Abstract The dualistic activities of the amyloid beta (Abeta) peptide as a pro-oxidant and ubiquitous constituent of amyloid deposits in Alzheimer's disease plaques and as an antioxidant of purported physiological function has been suggested but the mechanisms are far from being understood. In this report we measure several oxidative stress parameters and signaling cascades in brains of fetal rats subjected to global ischemia in order to evaluate the putative bifunctional properties of the Abeta(1-40) peptide. Intraperitoneal injection of 6 microg Abeta(1-40) into 18-days-old rat fetuses (approximately 3 g body weight) resulted after 24 h in the appearance of the peptide in various fetal organs including brain where it enhanced the levels of glutathione (GSH), glutathione reductase, glutathione peroxidase, and stimulated the levels of pro-survival signaling activities such as Akt serine/threonine kinase, extracellular signal-regulated kinase (ERK) and protein kinase C enzymes. Moreover, pretreatment with Abeta(1-40) reversed the consequences of a transient hypovolemic/hypotensive oxidative stress by restoring GSH levels via its recycling enzymes and by lowering the production of lipid peroxides presumably by activating the aforementioned pro-survival signaling cascades. It also caused a reduction in the number of DAPI-enhanced reactive cells and a decrease in p38 kinase phosphorylation and caspase-9 and -3 activity. These data suggest that pre-exposure to Abeta(1-40) stimulates fetal tolerance to ischemia via regulation of GSH metabolism and as such may be considered as neuroprotective.

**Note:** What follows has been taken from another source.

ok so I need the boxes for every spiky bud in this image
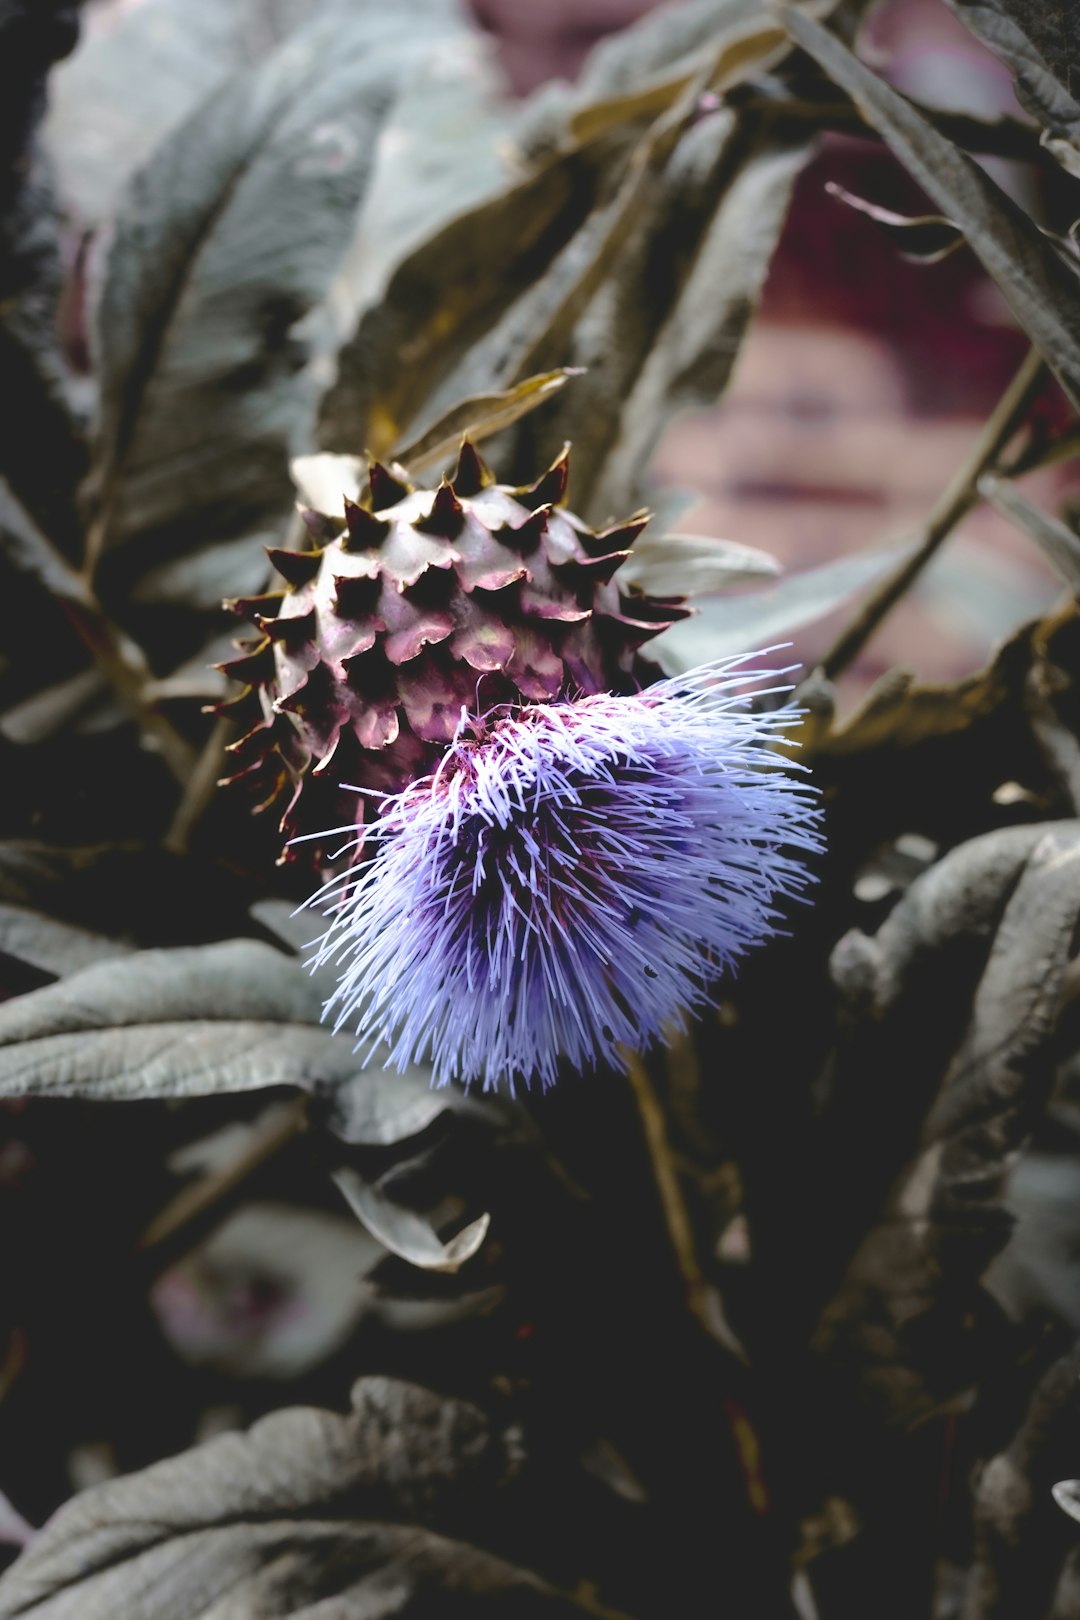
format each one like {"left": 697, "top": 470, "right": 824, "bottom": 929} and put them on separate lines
{"left": 216, "top": 443, "right": 690, "bottom": 845}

Docosahexaenoic acid abundance in the brain: a biodevice to combat oxidative stress.

Docosahexaenoic acid (DHA) (22:6) is a polyunsaturated fatty acid of the n - 3 series which is believed to be a molecular target for lipid peroxides (LPO) formation. Its ubiquitous nature in the nervous tissue renders it particularly vulnerable to oxidative stress, which is high in brain during normal activity because of high oxygen consumption and generation of reactive oxygen species (ROS). Under steady state conditions potentially harmful ROS and LPO are maintained at low levels due to a strong antioxidant defense mechanism, which involves several enzymes and low molecular weight reducing compounds. The present review emphasizes a paradox: a discrepancy between the expected high oxidability of the DHA molecule due to its high degree of unsaturation and certain experimental results which would indicate no change or even decreased lipid peroxidation when brain tissue is supplied or enriched with DHA. The following is a critical review of the experimental data relating DHA levels in the brain to lipid peroxidation and oxidative damage there. A neuroprotective role for DHA, possibly in association with the vinyl ether (VE) linkage of plasmalogens (pPLs) in combating free radicals is proposed.